By Steve Barras
I am becoming a little frustrated with the lack of Takeover/ Investment talk coming out of Elland Road. Despite all the rumours that are circulating among Leeds fans on Social Networking Sites about the supposed takeover, nothing concrete has appeared but Leeds are still buying players which brings forth more suppositions and basic guesswork.
I was taking a trip down memory lane the other day and I wondered what the team of 1991/1992 championship season were doing now? Here is what I found out.
After Lukic left Leeds in 1996 for Arsenal he made fifteen appearances over five years for their first team. He hung his boots up in 2001 and is now working as a freelance goalkeeping coach and also tours the country as an after-dinner speaker.

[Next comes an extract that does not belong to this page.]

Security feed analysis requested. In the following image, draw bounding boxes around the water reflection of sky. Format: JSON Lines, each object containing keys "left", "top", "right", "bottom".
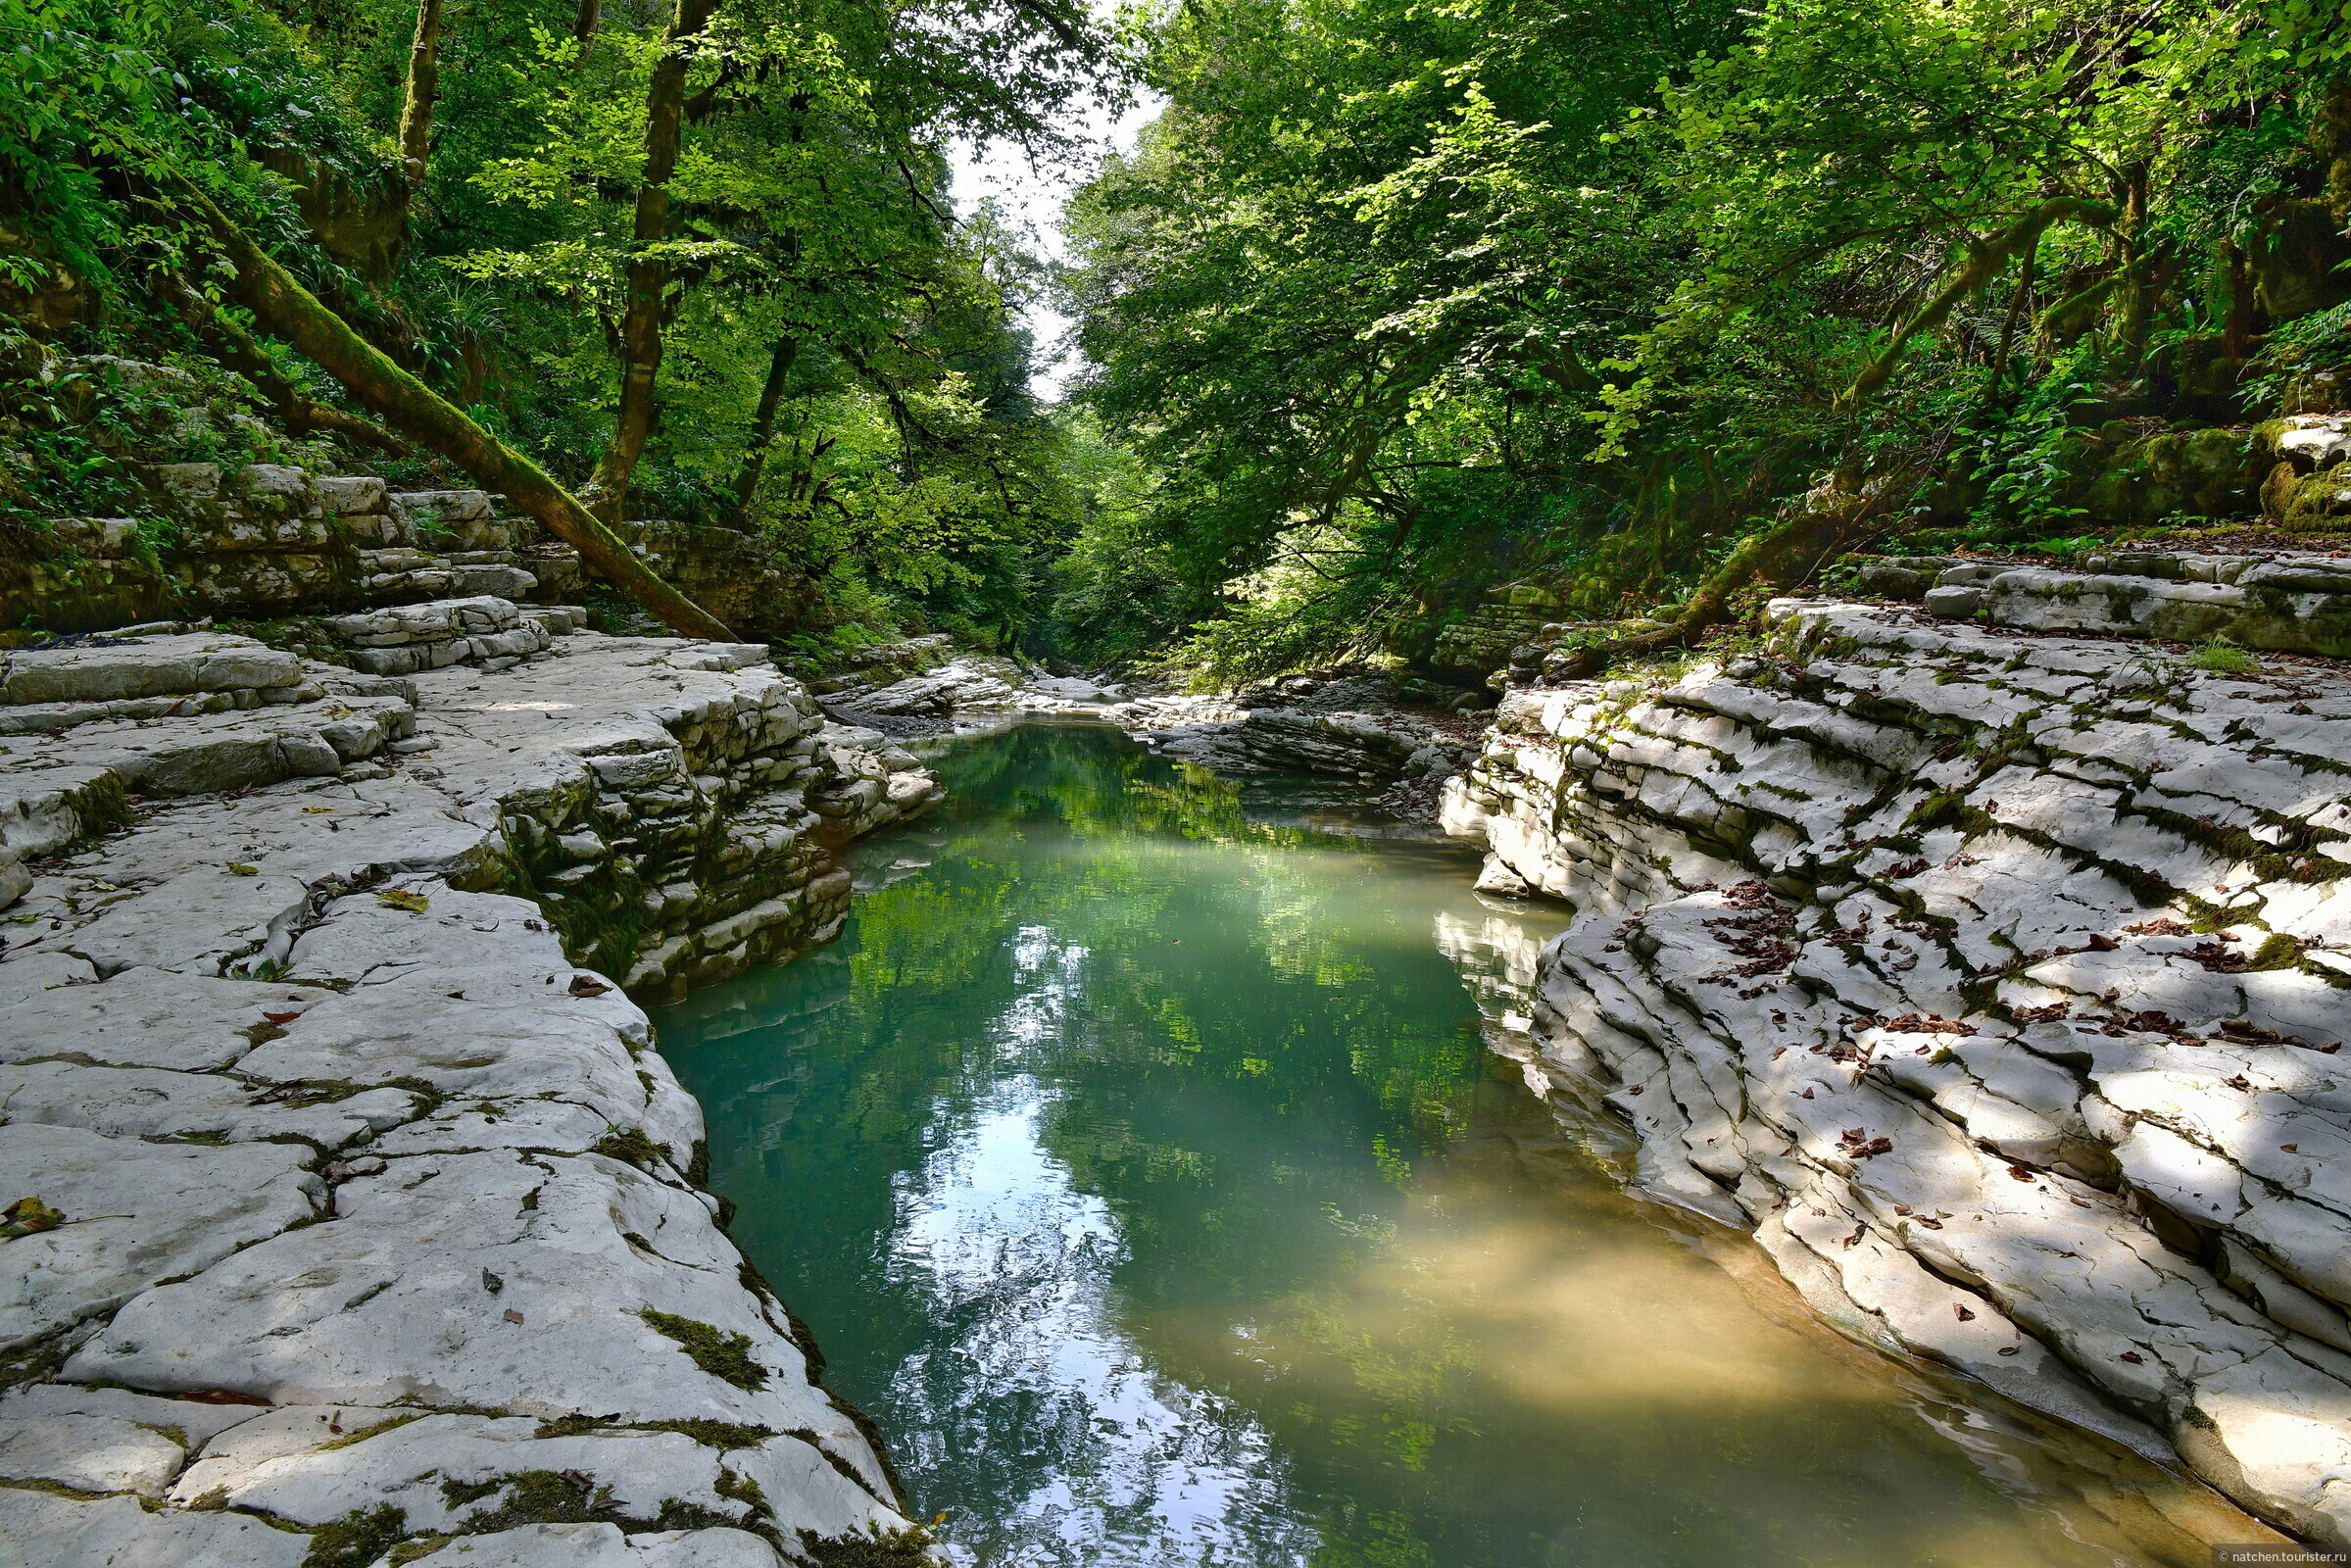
{"left": 887, "top": 928, "right": 1311, "bottom": 1567}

Day left Leeds the season following the championship triumph and signed for Carlisle United. He made sixteen appearances and retired the following season taking over the managerial reigns at Carlisle. After leading the team to a second division title and a football league trophy he subsequently fell out with his chairman and was replaced as manager. He then went on to join Alan Curbishley at Charlton Athletic and followed him to West Ham. In July 2010 he re-joined Leeds as a Chief Scout alongside Gwyn Williams but resigned in March 2012 he currently works as a co-commentator on ESPN’s coverage of the Bundesliga.
Dorigo left Leeds in 1997 and played for Torino, Derby County and Stoke City before retiring in 2001. Since retiring he has worked for various T.V and Radio stations covering Leeds’ league exploits but now works for Al-Jazeera and ESPN covering La Liga, Serie A and Internationals.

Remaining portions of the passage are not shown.